Une chose est certaine : les jeunes stagiaires de l'Institut canadien d'Art vocal engagés dans le tripatouillage Brook-Carrière-Constant de la Carmen de Bizet ont tous beaucoup de talent, à la fois comme chanteurs et comme acteurs, et l'expérience très formatrice qu'ils ont vécue là justifie pleinement l'existence du stage annuel de l'ICAV.

Il était sans doute intéressant que Montréal connaisse à son tour cette Tragédie de Carmen où les quatre actes et trois heures du plus célèbre opéra du répertoire sont condensés en un seul acte de 70 minutes. C'est maintenant chose faite, c'est classé, et je ne crois pas qu'il y ait lieu d'y revenir.

 

Les personnages sont tous là -la fameuse séductrice et ses amants qui s'entretuent pour obtenir ses faveurs- de même que tous les airs qui ont fait la popularité de l'ouvrage. Hélas! le déroulement de l'action a été complètement chambardé et le dialogue, sévèrement mutilé.

Le tout commence sur l'Air des cartes, placé au troisième acte chez Bizet.
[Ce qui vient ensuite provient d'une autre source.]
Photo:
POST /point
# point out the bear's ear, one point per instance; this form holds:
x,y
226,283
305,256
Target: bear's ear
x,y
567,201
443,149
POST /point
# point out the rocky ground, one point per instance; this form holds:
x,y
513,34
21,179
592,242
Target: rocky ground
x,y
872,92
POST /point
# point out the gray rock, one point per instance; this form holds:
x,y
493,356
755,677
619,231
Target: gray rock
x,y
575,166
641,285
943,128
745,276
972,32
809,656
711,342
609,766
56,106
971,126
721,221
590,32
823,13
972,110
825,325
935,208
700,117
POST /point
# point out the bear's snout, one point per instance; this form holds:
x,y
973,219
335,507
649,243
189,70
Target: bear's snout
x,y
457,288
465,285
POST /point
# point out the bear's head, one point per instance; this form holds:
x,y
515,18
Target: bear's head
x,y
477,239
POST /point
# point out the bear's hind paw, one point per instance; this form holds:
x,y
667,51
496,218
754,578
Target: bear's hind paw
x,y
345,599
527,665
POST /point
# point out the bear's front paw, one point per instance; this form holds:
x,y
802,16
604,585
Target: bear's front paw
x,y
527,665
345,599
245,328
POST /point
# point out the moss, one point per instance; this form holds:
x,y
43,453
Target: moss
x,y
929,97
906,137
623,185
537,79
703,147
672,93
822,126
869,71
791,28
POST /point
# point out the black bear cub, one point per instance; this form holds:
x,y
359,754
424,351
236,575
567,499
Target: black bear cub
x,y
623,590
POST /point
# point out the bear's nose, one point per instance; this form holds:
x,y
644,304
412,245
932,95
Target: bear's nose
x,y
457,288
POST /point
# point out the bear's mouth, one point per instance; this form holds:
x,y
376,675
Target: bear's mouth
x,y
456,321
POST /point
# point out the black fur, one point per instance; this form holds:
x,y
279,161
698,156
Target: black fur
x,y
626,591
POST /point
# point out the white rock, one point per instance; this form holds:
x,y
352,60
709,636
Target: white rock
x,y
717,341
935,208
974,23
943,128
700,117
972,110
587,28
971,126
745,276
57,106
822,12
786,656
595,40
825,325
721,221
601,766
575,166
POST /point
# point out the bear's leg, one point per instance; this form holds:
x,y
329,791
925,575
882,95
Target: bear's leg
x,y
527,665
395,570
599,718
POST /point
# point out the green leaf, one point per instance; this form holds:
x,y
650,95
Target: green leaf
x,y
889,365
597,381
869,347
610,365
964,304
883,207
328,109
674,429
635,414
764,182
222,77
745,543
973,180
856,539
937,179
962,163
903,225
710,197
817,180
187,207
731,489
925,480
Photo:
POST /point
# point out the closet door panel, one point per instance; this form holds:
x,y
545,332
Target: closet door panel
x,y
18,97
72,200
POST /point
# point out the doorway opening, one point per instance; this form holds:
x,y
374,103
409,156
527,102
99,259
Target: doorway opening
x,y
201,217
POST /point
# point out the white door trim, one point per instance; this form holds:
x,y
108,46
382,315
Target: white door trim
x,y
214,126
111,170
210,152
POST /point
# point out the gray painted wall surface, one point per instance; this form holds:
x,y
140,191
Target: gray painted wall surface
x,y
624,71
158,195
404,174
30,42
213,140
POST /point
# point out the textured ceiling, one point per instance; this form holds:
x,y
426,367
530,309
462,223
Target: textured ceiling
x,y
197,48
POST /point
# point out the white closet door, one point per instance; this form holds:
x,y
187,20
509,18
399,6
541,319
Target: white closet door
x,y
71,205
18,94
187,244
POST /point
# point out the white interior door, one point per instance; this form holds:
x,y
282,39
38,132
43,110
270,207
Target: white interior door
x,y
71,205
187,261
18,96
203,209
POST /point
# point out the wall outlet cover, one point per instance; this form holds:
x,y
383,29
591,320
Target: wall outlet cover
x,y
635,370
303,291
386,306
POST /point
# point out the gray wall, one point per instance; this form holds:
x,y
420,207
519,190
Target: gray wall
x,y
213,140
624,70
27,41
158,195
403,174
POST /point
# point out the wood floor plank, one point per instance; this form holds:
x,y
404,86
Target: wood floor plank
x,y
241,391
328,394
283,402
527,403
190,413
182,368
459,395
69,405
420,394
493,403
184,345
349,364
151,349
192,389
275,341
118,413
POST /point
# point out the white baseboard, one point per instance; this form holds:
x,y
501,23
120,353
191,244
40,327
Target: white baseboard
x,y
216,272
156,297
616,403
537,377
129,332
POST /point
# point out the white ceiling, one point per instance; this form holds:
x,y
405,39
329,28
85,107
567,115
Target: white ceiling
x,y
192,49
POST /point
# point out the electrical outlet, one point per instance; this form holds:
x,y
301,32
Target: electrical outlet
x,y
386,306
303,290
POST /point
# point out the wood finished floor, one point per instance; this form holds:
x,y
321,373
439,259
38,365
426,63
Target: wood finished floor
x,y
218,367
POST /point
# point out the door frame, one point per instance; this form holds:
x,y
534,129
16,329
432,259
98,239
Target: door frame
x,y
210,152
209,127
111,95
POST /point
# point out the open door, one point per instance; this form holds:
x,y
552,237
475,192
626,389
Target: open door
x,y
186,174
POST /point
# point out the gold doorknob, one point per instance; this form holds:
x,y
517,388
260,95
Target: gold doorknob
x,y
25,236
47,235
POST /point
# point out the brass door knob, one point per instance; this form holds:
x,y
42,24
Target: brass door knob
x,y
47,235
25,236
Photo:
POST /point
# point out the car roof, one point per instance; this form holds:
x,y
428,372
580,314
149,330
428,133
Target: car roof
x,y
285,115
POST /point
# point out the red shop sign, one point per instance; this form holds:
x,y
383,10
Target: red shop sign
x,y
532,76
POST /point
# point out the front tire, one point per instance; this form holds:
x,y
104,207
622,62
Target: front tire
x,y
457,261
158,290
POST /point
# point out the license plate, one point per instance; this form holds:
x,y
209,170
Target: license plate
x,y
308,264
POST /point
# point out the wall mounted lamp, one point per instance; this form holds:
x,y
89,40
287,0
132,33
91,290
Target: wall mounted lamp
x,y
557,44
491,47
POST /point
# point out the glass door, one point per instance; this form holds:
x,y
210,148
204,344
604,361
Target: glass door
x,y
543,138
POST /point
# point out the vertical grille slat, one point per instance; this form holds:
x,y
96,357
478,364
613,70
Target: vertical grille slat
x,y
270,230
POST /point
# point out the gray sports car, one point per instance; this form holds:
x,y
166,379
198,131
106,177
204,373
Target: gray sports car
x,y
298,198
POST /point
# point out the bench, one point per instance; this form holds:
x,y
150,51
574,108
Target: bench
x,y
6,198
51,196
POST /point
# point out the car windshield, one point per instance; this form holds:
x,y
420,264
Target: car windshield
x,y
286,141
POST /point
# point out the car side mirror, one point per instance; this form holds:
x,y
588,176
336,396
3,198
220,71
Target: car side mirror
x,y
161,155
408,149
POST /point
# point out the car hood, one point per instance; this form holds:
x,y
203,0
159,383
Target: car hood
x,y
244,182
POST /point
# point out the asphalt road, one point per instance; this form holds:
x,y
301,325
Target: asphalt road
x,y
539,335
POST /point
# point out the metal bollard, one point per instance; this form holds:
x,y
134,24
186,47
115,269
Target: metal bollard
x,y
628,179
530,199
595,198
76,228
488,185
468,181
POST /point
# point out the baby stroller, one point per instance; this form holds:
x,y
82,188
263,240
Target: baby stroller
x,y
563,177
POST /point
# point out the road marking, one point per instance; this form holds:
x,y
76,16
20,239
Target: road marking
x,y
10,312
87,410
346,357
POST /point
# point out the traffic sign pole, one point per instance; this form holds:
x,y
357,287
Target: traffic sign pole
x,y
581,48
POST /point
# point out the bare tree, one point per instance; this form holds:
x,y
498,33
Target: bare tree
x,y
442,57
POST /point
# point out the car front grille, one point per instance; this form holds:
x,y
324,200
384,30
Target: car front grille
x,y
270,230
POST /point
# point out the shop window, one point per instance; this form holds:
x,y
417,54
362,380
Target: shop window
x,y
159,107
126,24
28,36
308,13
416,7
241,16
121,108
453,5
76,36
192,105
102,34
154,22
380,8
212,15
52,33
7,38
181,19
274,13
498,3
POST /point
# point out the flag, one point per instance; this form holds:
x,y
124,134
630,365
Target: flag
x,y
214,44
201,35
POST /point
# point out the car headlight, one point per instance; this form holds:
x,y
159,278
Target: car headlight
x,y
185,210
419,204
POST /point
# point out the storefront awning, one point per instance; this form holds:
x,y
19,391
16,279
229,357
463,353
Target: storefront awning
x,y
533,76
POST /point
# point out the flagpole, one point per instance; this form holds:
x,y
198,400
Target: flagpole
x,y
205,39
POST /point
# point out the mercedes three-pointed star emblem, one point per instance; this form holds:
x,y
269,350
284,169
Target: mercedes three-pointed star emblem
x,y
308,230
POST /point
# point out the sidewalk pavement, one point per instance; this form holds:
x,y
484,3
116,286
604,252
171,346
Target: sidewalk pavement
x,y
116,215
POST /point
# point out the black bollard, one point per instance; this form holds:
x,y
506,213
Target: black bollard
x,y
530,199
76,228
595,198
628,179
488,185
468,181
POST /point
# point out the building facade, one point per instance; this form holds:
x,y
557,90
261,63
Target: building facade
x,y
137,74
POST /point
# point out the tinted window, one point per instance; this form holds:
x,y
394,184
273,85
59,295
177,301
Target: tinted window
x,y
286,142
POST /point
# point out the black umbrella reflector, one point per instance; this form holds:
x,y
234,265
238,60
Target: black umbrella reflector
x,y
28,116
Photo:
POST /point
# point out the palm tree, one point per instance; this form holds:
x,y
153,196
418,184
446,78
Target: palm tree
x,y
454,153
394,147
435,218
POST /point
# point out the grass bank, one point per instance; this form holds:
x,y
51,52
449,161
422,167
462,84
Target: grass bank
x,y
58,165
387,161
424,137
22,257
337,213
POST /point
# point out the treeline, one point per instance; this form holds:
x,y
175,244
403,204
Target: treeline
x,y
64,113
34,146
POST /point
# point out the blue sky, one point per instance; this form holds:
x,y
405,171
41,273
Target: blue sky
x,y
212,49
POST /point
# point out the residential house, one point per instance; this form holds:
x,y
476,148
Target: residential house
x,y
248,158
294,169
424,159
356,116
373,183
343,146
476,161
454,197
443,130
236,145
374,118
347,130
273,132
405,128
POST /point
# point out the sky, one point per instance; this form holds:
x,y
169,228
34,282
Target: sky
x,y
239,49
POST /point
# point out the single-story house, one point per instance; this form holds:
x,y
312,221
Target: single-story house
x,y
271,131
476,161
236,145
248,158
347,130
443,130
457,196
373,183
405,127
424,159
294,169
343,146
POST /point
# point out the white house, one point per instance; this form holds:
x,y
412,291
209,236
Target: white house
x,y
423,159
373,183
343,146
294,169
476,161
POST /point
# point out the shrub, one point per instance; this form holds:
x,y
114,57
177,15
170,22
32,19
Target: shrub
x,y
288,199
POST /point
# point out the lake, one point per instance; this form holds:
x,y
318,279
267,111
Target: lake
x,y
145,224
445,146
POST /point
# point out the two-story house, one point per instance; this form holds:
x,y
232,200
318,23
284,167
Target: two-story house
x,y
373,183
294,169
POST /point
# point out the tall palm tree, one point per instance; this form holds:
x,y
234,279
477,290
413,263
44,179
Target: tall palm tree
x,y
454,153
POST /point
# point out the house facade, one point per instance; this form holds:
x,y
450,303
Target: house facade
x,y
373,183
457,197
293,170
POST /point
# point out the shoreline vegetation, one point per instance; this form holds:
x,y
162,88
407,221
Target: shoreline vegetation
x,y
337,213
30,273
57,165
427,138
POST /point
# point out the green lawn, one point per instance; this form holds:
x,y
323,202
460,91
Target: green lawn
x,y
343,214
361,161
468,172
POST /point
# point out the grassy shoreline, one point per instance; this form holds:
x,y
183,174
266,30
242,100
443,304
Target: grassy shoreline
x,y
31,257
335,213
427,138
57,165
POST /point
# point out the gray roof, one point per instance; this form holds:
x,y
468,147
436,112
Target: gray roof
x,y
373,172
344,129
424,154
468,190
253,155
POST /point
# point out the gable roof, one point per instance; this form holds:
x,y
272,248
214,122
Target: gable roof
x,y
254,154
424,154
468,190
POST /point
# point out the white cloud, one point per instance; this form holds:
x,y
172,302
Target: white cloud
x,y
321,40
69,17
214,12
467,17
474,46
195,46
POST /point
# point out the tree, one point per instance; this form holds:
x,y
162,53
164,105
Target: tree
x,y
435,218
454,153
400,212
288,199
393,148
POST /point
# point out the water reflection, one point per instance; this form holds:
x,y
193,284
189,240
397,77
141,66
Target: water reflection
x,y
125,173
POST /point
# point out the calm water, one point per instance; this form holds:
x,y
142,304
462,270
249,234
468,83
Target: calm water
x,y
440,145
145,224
Autre nouveauté : Carmen poignarde Micaëla et est jetée dans un cachot symbolisé par 12 chaises placées autour d'elle. «Je vous invite tous aux courses de Séville», lance le torero Escamillo. Tous : ils sont trois en scène. L'affrontement final entre Don José et Carmen est coupé net, le «Libre elle est née et libre elle mourra!» de Carmen étant suivi d'un long passage de piano et d'un texte nouveau : «Il faut partir», dit Don José. «Oui, c'est l'heure», répond Carmen. Mais on revient à Bizet pour la toute fin : Don José plante un poignard dans le dos de Carmen.

Pour résumer : une façon de voir et d'écouter Carmen qui est différente mais ne remplace absolument pas l'original.

Le caractère des personnages n'a pas été modifié cependant. L'Américaine Julia Mintzer, 24 ans, est une Carmen très vraie : extrêmement sensuelle, avec la grâce d'un serpent, la violence d'un tigre, et un mezzo au grave pénétrant. Antoine Bélanger, solide ténor, joue le Don José pathétique et un peu niais que la tradition a fixé. De même, fier Escamillo de Pierre-Étienne Bergeron (à l'aigu un peu plafonné) et innocente Micaëla de Caroline Bleau (qui a cependant tendance à forcer sa voix). Éblouissante composition d'Isabeau Proulx-Lemire en aubergiste, rappelant son geôlier ivre du Fledermaus de l'an dernier.

Excellent travail de Joshua Major à la mise en scène, Pierre McLean au piano (remplaçant l'orchestre) et Paul Nadler à la direction musicale.

En début de programme : un très beau documentaire audiovisuel de légendaires interprètes de Carmen réalisé par Pierluigi et Éliane Ventura.

LA TRAGÉDIE DE CARMEN, opéra en un acte de Peter Brook (scénario), Jean-Claude Carrière (livret) et Marius Constant (musique) (1981), d'après Carmen de Mérimée, Meilhac, Halévy et Bizet. Jeudi soir, salle Claude-Champagne de l'Université de Montréal. Dans le cadre du Stage de perfectionnement de l'Institut canadien d'Art vocal.